Where Can We Expect Messaging to Go in 2020?

Christina Warren Zula Summit

There are many different philosophies about where the dynamic mobile space is headed. Christina Warren, Senior Tech Analyst of Mashable, discussed her views in the 2014 Zula Summit, and left the audience wanting more.

Christina started off by saying that there are lots of issues that need to be addressed in the messaging space. First of all, what does messaging look like? There are many comparisons such as mobile versus web, and audio versus video.

Mobile vs. Web

To get a better understanding of where we are now and where we’re headed, we first have to take a step back. Where was messaging 5 years ago? You have to look back to notice what has changed. Messaging now is similar in a lot of ways, and different in other. In the case of mobile versus web, mobile stands out for a few reasons.
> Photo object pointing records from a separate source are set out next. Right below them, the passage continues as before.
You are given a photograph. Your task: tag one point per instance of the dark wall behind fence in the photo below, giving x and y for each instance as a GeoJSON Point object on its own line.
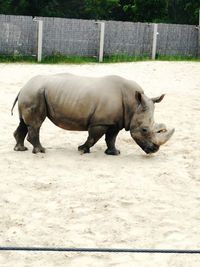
{"type": "Point", "coordinates": [18, 35]}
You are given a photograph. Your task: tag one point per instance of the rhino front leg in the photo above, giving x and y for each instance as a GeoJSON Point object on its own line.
{"type": "Point", "coordinates": [110, 141]}
{"type": "Point", "coordinates": [20, 134]}
{"type": "Point", "coordinates": [95, 133]}
{"type": "Point", "coordinates": [33, 138]}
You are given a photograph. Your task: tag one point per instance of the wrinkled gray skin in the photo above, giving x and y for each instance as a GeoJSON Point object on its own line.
{"type": "Point", "coordinates": [100, 106]}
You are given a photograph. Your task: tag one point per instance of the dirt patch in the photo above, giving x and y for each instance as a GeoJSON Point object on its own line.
{"type": "Point", "coordinates": [62, 198]}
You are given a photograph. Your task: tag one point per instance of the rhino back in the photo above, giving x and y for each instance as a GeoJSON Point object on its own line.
{"type": "Point", "coordinates": [75, 103]}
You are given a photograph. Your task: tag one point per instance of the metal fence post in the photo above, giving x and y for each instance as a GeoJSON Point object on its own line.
{"type": "Point", "coordinates": [154, 46]}
{"type": "Point", "coordinates": [101, 45]}
{"type": "Point", "coordinates": [39, 41]}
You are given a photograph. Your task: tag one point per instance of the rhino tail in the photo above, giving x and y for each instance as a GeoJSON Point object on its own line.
{"type": "Point", "coordinates": [14, 104]}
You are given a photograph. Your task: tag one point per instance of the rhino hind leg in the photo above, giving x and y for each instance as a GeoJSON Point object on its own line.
{"type": "Point", "coordinates": [95, 133]}
{"type": "Point", "coordinates": [33, 138]}
{"type": "Point", "coordinates": [20, 134]}
{"type": "Point", "coordinates": [110, 141]}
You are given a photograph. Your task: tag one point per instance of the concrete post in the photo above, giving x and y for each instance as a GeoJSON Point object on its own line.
{"type": "Point", "coordinates": [154, 46]}
{"type": "Point", "coordinates": [40, 37]}
{"type": "Point", "coordinates": [101, 45]}
{"type": "Point", "coordinates": [199, 36]}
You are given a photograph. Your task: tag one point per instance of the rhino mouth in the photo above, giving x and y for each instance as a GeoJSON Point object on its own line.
{"type": "Point", "coordinates": [148, 148]}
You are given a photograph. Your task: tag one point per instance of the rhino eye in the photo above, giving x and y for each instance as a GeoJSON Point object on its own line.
{"type": "Point", "coordinates": [144, 129]}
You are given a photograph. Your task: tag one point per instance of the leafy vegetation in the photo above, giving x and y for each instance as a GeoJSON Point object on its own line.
{"type": "Point", "coordinates": [169, 11]}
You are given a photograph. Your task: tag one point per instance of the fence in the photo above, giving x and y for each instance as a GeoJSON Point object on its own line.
{"type": "Point", "coordinates": [25, 36]}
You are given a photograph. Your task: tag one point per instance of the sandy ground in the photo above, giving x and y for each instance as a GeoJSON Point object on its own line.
{"type": "Point", "coordinates": [62, 198]}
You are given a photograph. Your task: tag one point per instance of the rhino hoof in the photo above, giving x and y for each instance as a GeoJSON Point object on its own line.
{"type": "Point", "coordinates": [20, 148]}
{"type": "Point", "coordinates": [38, 149]}
{"type": "Point", "coordinates": [114, 152]}
{"type": "Point", "coordinates": [83, 149]}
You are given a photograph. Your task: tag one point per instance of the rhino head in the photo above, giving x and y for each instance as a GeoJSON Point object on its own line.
{"type": "Point", "coordinates": [146, 133]}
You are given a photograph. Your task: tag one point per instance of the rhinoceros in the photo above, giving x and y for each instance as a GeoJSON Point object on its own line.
{"type": "Point", "coordinates": [99, 105]}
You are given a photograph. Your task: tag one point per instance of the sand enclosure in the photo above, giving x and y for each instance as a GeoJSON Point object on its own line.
{"type": "Point", "coordinates": [62, 198]}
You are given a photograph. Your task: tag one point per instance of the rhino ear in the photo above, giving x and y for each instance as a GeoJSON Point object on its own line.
{"type": "Point", "coordinates": [140, 99]}
{"type": "Point", "coordinates": [158, 99]}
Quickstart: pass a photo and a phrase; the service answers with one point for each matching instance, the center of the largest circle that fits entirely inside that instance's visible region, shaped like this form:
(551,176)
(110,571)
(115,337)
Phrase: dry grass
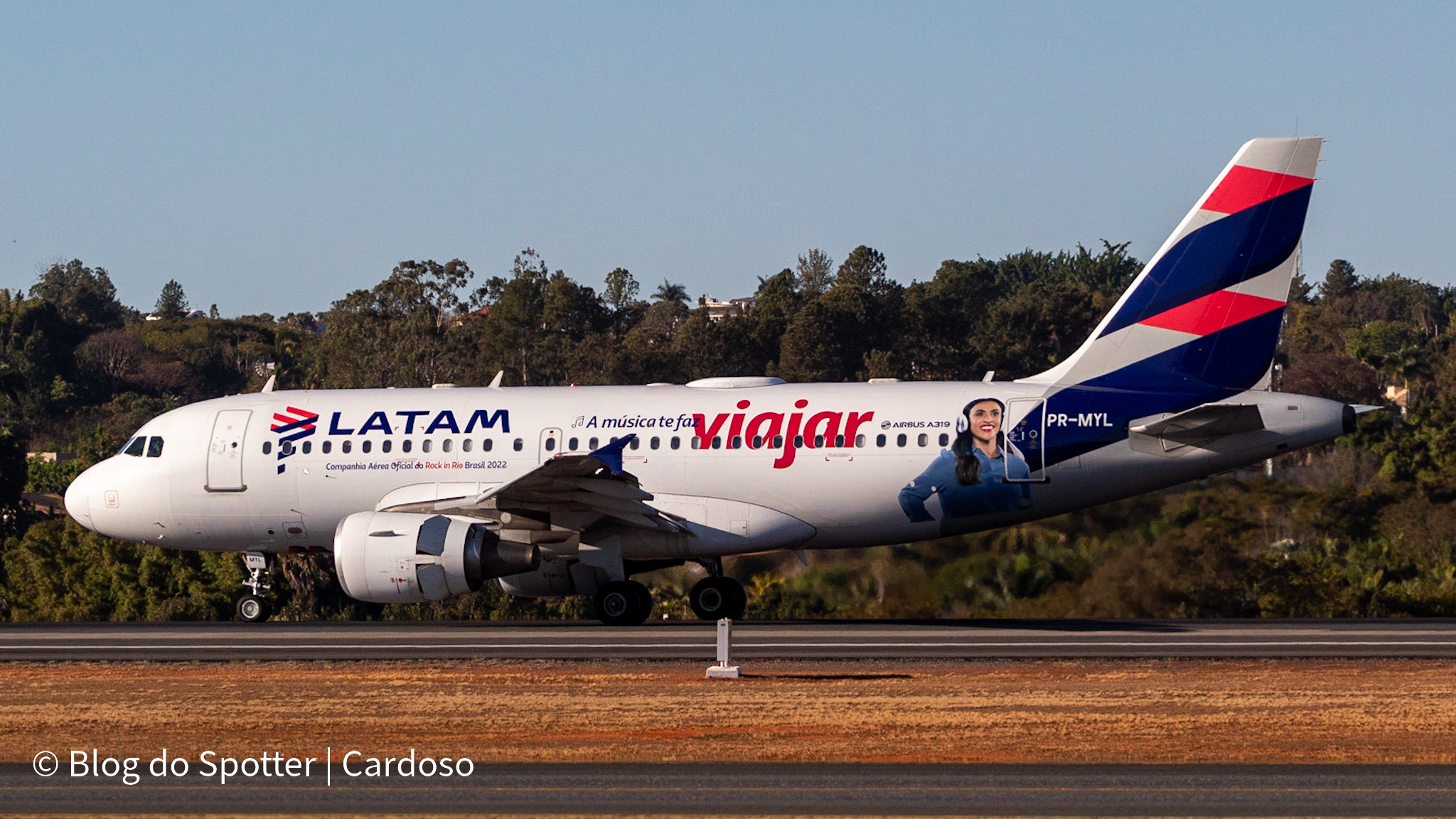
(948,712)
Mobile apps develop and update faster than desktop apps. It was previously fantastic for a lot to take place in web browsers, but that is now expected in mobile apps.

Many people that pushed for app momentum ended up building more superior web apps, such as Facebook and LinkedIn. Web slowly became a language of its own. In 5 years, it won’t be web versus mobile, it may be both in one.
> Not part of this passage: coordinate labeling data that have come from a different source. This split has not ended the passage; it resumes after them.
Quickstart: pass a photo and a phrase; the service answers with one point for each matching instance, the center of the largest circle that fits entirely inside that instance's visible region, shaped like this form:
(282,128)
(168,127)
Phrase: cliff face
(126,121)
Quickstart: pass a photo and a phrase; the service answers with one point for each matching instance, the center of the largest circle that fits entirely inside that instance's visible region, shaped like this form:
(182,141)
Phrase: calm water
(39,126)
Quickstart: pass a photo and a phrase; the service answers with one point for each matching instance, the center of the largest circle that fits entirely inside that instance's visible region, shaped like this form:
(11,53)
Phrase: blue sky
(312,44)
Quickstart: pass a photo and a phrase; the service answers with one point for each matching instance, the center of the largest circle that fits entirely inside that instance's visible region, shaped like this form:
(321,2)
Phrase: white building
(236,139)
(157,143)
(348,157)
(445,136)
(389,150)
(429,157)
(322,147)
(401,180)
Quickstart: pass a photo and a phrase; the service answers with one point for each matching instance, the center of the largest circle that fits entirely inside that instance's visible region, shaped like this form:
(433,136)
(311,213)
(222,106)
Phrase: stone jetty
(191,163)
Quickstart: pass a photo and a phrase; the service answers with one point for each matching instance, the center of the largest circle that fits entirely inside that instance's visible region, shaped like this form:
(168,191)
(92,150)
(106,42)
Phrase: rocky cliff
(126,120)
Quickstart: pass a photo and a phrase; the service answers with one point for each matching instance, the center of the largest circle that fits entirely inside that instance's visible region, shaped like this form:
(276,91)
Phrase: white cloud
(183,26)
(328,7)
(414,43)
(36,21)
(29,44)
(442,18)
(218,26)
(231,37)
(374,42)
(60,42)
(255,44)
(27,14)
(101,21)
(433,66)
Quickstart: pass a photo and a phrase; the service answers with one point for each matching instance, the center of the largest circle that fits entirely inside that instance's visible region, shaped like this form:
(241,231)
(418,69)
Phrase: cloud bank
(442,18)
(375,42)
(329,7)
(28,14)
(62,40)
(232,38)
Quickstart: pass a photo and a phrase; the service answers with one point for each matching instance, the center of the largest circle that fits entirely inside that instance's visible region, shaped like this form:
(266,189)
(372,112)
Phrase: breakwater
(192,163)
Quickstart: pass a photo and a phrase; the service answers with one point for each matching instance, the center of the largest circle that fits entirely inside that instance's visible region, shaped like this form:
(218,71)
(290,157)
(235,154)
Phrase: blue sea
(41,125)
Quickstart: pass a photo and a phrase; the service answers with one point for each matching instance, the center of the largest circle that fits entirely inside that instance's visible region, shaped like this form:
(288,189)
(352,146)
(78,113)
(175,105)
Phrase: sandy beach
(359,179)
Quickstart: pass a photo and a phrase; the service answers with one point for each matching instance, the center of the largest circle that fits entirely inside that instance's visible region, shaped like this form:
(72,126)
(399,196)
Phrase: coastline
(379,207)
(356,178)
Emerging Marketing and Cultural Shifts

Messaging has accelerated in the last 5 years, especially in emerging markets. When predicting the future in emerging marketings, it’s safe to assume that the tech we are all using today will be the baseline of what everyone uses around the world regardless of their income.

We have been communicating through mobile apps, but that doesn’t mean you can’t have parts of the web seeding into it. Emojis (as a way of communication) have become huge across the world. It’s interesting how we returned to communicating with pictures, it’s more fluid to have a convo with emoji than typing things out.

In the latest cultural shift, the device people are central to is their smartphone. When most people go online for the first time, they are doing so through their smartphones. However, the processors can’t get any more faster and screens can’t get any thinner, so we may get back to using larger devices to meet our needs.

Speech Recognition and Wearables

In the last 5 years, speech recognition has gotten very good. This has been commercialized by Siri. Speech recognition has gotten faster, and is available in multiple languages. We can expect improvements in terms of more languages and recognizing speech impediments. These improvements will have to be low power and still ensure high battery life for the phone.

Wearable technology will also play a big role in the way we give and receive communication. People at work already expect you to always be available and connected. You’re expected to respond to messages if you’re not doing something else, or at least acknowledge that the message has been seen.

Audio vs. Video

In audio versus video, video might change the least. This is because have concerns over battery life, and cloud storage. The amount of space high resolution videos take up is increasing. All content may not be 4K in the next 5 years because the structure isn’t presently set up to accommodate. It will be interesting to see more video messaging. Many people mostly communicate using video chat services such as Facetime, so that may just be the default way that future generations communicate with one another.